Saturday, January 20, 2007

What should biology students learn?

Our Biology Program has just been awarded a big 5-year grant (from the Carl Weiman Initiative) to improve how biology is taught. One issue that came up at our first meeting was "What should we be teaching our students?"

Students reading this may be horrified to realize that this is an open question. Surely professors decide what they should teach before they start to teach it! Well, we do try, but deciding what should be taught is a complicated problem and one we have no training for.

We university professors tend to teach a combination of what we learned as students and what we've learned since. This is bad for two reasons.

First, every time we learn something new and important we're tempted to add it to the curriculum, so the amount of information we're trying to teach keeps increasing. Most of us realize this, and keep trying to cut back on the information overload, but we never go as far as we probably should.

Second, the things we learned aren't necessarily the things our students should learn, because we were far from being typical students. Many of us were uber-geeks, and we were all the kind of students who go on to be university professors. But most of our students are nothing like we were. Their futures are likely to be much more diverse than ours, and many will have no direct connection to science at all.

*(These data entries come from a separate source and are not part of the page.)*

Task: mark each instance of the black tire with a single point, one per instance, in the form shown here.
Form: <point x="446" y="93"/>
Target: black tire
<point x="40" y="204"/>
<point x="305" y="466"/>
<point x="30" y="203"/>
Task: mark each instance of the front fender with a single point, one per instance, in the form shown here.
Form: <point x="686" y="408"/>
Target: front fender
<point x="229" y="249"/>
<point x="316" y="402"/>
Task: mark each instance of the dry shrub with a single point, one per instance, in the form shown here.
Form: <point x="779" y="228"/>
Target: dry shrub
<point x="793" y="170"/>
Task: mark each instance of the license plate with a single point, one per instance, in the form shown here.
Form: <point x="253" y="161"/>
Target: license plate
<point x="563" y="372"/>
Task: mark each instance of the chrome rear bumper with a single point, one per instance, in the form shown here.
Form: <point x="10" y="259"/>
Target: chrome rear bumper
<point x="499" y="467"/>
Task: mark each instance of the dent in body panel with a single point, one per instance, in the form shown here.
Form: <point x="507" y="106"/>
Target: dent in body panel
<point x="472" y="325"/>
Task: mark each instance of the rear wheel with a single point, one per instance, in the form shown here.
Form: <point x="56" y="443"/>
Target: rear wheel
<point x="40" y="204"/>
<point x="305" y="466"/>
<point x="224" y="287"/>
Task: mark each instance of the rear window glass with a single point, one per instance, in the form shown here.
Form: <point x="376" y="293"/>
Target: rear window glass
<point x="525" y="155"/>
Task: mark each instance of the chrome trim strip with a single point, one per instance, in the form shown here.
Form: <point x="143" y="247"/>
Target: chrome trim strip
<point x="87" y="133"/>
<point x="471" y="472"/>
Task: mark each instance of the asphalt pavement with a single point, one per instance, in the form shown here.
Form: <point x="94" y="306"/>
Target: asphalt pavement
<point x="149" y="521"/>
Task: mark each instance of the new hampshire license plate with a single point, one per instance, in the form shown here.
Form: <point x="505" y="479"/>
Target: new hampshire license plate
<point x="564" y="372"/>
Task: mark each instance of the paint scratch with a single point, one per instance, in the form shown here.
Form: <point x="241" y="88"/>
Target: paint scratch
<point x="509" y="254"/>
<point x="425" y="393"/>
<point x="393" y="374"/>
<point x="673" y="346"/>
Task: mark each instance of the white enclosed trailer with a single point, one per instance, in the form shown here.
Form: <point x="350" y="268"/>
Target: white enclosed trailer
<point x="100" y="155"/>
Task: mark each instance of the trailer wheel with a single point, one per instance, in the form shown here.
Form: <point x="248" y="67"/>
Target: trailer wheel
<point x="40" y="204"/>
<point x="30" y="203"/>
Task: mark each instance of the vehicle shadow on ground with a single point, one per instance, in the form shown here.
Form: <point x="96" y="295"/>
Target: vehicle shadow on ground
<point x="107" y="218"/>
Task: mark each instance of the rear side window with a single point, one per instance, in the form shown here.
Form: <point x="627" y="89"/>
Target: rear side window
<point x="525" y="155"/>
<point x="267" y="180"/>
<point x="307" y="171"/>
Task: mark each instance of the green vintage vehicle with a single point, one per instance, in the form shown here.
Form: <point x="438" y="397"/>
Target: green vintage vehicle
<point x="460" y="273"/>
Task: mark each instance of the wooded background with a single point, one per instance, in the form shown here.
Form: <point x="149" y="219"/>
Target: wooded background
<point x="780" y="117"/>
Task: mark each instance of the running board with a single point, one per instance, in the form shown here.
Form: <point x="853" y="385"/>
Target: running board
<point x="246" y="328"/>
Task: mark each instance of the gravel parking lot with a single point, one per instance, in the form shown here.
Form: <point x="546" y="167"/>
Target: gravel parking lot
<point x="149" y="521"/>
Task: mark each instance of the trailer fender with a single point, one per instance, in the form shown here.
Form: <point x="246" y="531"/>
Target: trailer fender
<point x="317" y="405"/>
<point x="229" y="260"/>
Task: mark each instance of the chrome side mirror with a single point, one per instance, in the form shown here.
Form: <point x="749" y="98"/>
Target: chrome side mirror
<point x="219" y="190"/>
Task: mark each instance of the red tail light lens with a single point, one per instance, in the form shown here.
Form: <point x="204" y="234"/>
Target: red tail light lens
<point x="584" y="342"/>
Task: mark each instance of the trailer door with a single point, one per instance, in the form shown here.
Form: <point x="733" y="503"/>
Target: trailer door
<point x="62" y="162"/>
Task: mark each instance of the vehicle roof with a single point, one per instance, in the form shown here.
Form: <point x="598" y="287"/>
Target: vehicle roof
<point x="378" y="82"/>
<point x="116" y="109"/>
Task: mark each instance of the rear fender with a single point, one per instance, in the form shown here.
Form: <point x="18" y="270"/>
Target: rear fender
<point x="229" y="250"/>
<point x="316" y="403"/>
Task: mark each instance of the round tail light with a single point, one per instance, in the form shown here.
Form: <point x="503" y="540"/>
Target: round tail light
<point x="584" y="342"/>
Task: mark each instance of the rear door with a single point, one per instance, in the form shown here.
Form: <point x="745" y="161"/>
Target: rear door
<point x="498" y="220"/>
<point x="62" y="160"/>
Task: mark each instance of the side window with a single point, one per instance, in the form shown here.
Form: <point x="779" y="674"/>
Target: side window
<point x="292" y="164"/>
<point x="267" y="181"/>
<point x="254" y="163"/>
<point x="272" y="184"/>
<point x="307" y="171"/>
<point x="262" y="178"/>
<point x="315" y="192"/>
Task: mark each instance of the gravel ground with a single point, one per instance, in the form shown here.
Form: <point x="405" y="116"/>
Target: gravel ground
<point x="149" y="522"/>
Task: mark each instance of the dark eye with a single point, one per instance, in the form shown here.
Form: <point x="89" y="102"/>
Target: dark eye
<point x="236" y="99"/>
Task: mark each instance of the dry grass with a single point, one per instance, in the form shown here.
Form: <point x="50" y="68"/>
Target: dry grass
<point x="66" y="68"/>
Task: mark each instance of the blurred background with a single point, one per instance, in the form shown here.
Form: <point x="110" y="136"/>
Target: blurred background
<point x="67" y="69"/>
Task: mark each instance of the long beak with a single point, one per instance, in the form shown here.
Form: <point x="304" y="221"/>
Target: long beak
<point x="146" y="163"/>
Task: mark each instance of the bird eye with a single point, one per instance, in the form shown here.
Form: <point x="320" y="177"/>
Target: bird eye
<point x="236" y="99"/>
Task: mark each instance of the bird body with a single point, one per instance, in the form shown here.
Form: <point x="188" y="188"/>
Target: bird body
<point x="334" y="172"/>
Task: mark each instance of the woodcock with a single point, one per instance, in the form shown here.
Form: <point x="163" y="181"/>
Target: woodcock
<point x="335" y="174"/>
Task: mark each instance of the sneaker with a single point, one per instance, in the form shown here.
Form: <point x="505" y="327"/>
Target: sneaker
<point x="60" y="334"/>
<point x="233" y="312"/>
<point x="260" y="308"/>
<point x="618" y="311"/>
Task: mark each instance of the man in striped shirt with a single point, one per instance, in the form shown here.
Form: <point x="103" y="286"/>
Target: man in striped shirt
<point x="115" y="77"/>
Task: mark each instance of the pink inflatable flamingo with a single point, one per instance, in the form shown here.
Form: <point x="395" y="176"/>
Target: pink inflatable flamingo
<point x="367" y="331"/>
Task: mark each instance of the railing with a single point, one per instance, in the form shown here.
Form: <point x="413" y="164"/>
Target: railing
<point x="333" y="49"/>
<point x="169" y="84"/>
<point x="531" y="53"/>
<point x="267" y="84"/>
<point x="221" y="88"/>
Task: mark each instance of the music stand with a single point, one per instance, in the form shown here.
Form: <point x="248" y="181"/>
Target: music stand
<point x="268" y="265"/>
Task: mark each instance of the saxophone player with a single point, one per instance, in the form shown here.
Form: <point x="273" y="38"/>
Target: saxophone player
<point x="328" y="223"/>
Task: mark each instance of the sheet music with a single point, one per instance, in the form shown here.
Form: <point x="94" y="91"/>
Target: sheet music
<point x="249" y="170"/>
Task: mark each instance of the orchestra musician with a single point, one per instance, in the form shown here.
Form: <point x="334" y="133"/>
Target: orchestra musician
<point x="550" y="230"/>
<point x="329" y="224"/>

There's another problem. We don't feel competent to teach many of the things we would like to teach, because we have no good ways to assess whether our students have learned them. We want to teach our students how to read critically, how to think creatively, how to write clearly. We want our students to really understand complex principles and processes, not just parrot back textbook explanations. But we don't know how to assess these abilities.

The Weiman Initiative grant will give us resources to develop the assessment tools we need. But that only addresses the second problem. First we need to decide what to teach. And these decisions need to be made in collaboration with our students.

We know what biology you need to learn if you're going to be a biology professor or a high school biology teacher, and some of the biology you'll need if you become a physician, dentist, or other medical professional. But many of you will go on to careers that have nothing to do with biology. So we'd like you to tell us how you might use your biology education when you're raising a family, or working in the family business, or selling real estate, or building furniture.

You can post comments to this blog entry, or if you're in my Biology 121 classes you can post them on the course's WebCT Discussion Board.